The judicial process is adversarial by definition. That doesn’t necessarily mean that every case is contentious but many are. In these cases, particularly when emotions are involved, attorneys and their clients often feel strongly that they have been wronged and search for opportunities to be vindicated. When an attorney believes that the other side is asserting a frivolous claim or acting with an improper purpose it may be tempting to raise the prospect of filing a disciplinary action against the opposing lawyer.  However, attorneys must tread cautiously when threatening disciplinary action in litigation.  Doing so could violate ethics rules and potentially result in disciplinary action against the attorney making the claim.

The New York City Bar Association recently published a formal opinion addressing the circumstances where an attorney may threaten to file a disciplinary action against another lawyer.  In analyzing the ethical concerns, the Association noted that compliance with the rules of conduct depends in part on the mandatory reporting obligation.

Specifically, Rule 8.3 provides that a lawyer who knows that another lawyer has committed a violation of the Rules of Professional Conduct that raises a substantial question as to that lawyer’s honesty must inform the appropriate professional authority.  Because there is a mandatory duty to report, an attorney violates the ethics rules by failing to report a known substantial violation.  It necessarily follows, then, that threatening to file a disciplinary complaint is a violation of the rule because the disclosure would be dependent upon on whether the other attorney accedes to the demand.  In this context, the association defined a “threat” as a statement that another will be harmed for failing to undertake a certain action.

Where an attorney merely suspects that her adversary is in violation of the ethics rules, and reporting is not mandatory under Rule 8.3, the association determined that an attorney has more leeway to admonish the opposing lawyer about the perceived improper conduct.  Nevertheless, the association made clear that an attorney cannot use the threat of disciplinary complaint to gain a strategic advantage, or if the threat serves to embarrass or harm the other lawyer or his client.  Doing so is not only a violation of ethics rules, but could potentially implicate criminal statutes against extortion.

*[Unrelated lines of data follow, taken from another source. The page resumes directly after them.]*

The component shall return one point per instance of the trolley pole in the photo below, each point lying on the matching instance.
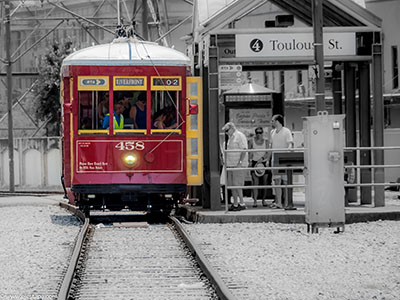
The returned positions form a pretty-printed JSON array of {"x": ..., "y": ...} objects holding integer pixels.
[
  {"x": 318, "y": 54},
  {"x": 9, "y": 94}
]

Attorneys and other professionals must think twice before pursuing disciplinary charges against their adversaries so as to ensure that the manner in which the complaint is filed does not violate any ethics rules in its own right.  In order to file a disciplinary action, counsel must have a good faith belief that the other lawyer is engaged in conduct that is in violation of an ethics rule, and must not condition the reporting of the violation on any subsequent action of opposing counsel.  Attorneys who threaten disciplinary action for an improper purpose may quickly find themselves in violation of ethics rules or state substantive laws.